Fascinating! I guess an easy solution is to inject non alpha characters into any generated string. I imagine a constraint was that you wanted them to be easy to type?
SMS is the biggest constraint. Unicode characters trigger lower segment char limits (effectively doubling the cost of a 71 char text message). And also it's important that the links can be clicked on a smartphone. So url-safe base64 (some shorteners use base62). And numbers can be N4u6hty too, so you gotta catch those cases.
Goodness the scope of the problem just exploded in my mind after this explanation.
The hardest problem with the implementation was that with a long list you can't just search for a few dozen inappropriate words (like the Twitch implementation).
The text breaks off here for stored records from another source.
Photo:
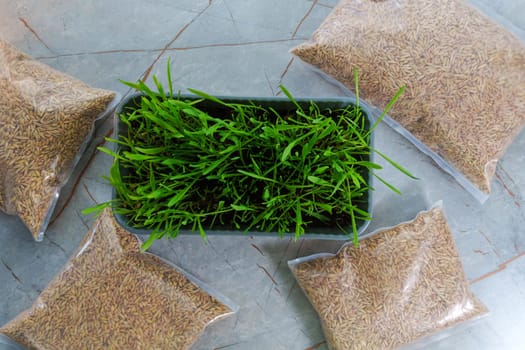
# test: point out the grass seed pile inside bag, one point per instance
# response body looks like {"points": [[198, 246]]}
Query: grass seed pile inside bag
{"points": [[110, 295], [465, 75], [45, 119], [399, 285]]}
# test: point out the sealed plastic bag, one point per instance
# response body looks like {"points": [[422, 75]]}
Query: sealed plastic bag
{"points": [[110, 295], [465, 77], [46, 121], [399, 285]]}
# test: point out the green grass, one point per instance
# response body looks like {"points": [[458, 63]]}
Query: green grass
{"points": [[244, 167]]}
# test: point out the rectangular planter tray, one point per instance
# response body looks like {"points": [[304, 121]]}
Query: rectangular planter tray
{"points": [[280, 104]]}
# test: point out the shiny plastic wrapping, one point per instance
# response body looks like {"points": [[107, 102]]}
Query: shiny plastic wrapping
{"points": [[464, 74], [400, 285], [110, 295], [46, 121]]}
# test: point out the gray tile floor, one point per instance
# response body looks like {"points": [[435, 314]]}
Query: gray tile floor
{"points": [[241, 47]]}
It would be very expensive to do hundreds or even thousands of checks against every inappropriate word.
The solution we came to was to truncate all the inappropriate words to either 3 or 4 letters and store them in a big set. We then take our generated strings, which are usually 11 characters, and break them up into all possible substrings of lengths 3 and 4. For example, 1a2b3c4d5e6 would be broken down into 1a2 a2b 2b3 b3c 3c4 c4d 4d5 5e6 1a2b a2b3 2b3c b3c4 3c4d c4d5 4d5e d5e6. An 11 character string would always have 16 such substrings. We then check all 16 against the banned set. 16 lookups into a set is pretty cheap and as we have expanded the word set over time (e.g. add a new language) our performance hasn't changed.
One drawback to our approach is that we do have false positives but we did the math and our space was still large enough, the cost of generating a new one was pretty low, and customers never see it so it's just not a big deal to throw out false positives.